The message said officials were “seeking an urgent meeting” with the Cabinet Office on the implications of the decision, including for those departments and union members who were in the middle of redundancy programmes.
Prospect deputy general secretary Garry Graham said yesterday’s decision had come as a surprise. “Eight unions ultimately reached agreement on the revised 2016 terms,” he said.
“The judgment appears to uphold a narrow point of law in terms of consultation – with PCS claiming they were debarred from talks. This was not Prospect’s understanding and we encouraged PCS to participate fully in the negotiating process throughout.
“The real danger is that the judicial review provides a green light to ministers to revisit the terms negotiated in 2016 with the aim of making further cuts.”
The FDA briefing said that the government had indicated any additional costs that arose through the decision would have to be met within existing departmental budgets, and that it will bring forward new proposals to change the CSCS in the event that it loses at appeal.
“We will have to wait to see whether the terms we were able to negotiate are maintained in any new offer," the briefing said.

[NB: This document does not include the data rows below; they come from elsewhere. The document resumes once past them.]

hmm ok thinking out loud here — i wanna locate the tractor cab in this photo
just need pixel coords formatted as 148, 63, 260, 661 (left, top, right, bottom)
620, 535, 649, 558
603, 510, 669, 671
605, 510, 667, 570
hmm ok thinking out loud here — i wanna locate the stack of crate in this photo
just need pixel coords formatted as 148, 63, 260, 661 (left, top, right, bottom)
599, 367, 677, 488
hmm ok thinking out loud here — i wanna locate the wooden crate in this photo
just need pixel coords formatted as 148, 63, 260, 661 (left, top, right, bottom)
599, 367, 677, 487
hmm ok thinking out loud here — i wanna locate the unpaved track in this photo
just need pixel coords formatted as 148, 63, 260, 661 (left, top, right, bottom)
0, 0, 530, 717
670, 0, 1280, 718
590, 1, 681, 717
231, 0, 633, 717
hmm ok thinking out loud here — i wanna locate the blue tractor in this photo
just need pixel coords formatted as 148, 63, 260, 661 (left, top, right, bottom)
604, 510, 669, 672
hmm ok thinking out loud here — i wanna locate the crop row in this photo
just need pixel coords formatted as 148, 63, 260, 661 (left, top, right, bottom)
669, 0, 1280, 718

The memo added that PCS had won a similar judgment at judicial review in 2010 over compensation scheme changes proposed by the last Labour government, which had resulted in the coalition government “proposing even greater reductions to the terms of the CSCS” than had been previously agreed.

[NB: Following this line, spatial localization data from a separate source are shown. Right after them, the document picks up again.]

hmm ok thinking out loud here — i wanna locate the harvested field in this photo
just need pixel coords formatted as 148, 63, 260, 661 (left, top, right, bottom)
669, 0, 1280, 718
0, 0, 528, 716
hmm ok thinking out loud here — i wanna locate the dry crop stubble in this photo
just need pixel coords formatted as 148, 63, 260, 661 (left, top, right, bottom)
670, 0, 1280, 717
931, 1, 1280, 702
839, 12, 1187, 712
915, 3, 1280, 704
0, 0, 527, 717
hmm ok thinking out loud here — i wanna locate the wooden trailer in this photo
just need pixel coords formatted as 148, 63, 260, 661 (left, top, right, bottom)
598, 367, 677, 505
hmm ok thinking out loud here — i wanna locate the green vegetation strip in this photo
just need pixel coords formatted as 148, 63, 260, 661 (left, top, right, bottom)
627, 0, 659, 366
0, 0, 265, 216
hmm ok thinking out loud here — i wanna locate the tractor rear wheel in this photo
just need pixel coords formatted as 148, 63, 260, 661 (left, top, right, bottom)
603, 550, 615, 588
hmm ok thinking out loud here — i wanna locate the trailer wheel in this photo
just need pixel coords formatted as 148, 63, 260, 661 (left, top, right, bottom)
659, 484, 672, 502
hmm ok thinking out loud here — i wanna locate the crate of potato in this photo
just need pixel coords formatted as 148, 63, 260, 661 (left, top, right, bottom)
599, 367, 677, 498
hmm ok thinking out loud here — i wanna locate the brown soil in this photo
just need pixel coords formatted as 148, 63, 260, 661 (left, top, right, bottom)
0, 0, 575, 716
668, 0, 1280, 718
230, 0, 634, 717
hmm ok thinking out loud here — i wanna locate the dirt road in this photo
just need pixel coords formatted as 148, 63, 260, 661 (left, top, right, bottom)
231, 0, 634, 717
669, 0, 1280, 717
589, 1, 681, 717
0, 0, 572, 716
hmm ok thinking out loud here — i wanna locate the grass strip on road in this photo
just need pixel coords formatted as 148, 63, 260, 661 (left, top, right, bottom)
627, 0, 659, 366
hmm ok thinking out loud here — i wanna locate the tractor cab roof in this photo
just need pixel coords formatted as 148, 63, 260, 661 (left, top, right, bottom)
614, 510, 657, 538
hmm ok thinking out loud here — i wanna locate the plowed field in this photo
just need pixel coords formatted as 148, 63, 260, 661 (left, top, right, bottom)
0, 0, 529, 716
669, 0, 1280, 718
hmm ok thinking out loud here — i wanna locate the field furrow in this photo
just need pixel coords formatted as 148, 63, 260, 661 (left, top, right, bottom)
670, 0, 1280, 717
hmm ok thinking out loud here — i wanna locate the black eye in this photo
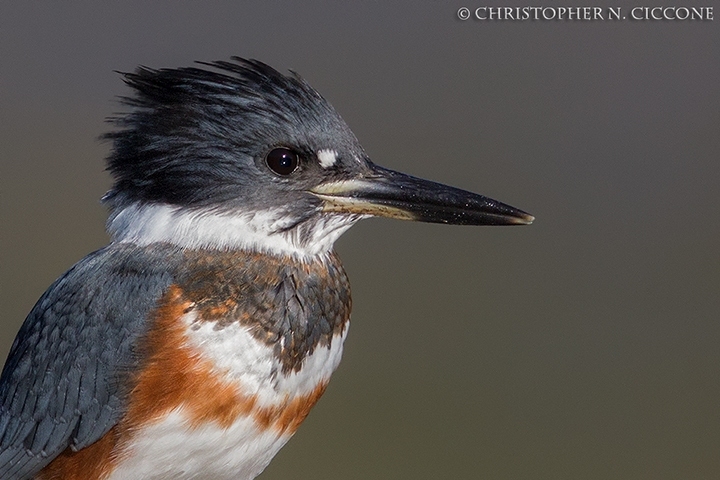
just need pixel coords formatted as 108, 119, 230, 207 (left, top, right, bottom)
265, 148, 299, 176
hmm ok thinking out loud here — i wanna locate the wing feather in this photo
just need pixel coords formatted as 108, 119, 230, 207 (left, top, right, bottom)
0, 244, 179, 479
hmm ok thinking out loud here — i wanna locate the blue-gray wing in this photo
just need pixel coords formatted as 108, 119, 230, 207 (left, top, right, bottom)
0, 244, 177, 479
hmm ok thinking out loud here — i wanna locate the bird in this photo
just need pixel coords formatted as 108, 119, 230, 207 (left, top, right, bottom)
0, 57, 533, 480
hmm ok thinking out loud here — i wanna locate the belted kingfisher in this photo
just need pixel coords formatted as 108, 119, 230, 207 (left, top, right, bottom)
0, 58, 532, 479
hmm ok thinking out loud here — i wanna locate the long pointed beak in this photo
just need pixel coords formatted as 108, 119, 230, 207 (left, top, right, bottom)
310, 164, 533, 226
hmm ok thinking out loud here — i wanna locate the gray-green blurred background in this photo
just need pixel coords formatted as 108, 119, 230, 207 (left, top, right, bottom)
1, 2, 718, 478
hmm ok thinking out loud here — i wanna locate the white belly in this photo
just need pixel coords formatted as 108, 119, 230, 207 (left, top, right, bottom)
107, 410, 290, 480
109, 317, 349, 480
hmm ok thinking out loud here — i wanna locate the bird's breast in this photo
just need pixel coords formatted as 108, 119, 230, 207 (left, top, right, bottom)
39, 249, 352, 480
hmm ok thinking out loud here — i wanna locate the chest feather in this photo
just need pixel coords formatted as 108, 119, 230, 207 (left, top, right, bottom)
111, 251, 351, 479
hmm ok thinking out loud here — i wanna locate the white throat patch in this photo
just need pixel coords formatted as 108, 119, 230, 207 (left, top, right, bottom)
107, 203, 360, 258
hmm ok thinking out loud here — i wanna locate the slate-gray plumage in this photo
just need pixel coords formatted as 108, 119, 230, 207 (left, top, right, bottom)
0, 58, 532, 480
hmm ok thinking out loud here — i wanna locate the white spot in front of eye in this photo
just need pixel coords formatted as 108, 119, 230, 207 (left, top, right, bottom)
317, 149, 338, 169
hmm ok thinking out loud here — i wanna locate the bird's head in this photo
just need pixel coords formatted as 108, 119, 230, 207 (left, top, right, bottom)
104, 58, 532, 258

PCS general secretary Mark Serwotka said the ruling was “a major victory" for civil servants and showed the value of belonging to a trade union that was “prepared to fight back”.
Serwotka said ministers must have known they had been breaking the law by excluding the union – the civil service’s largest – from the consultation on the proposed alterations.
“This is yet another example of how Tory governments treat their own workforce and other public servants with utter contempt,” he said.
“There is no way we would ever allow ourselves be chained in negotiations where the terms are rigged and the outcome fixed in advance, and no right-thinking person could expect us to.”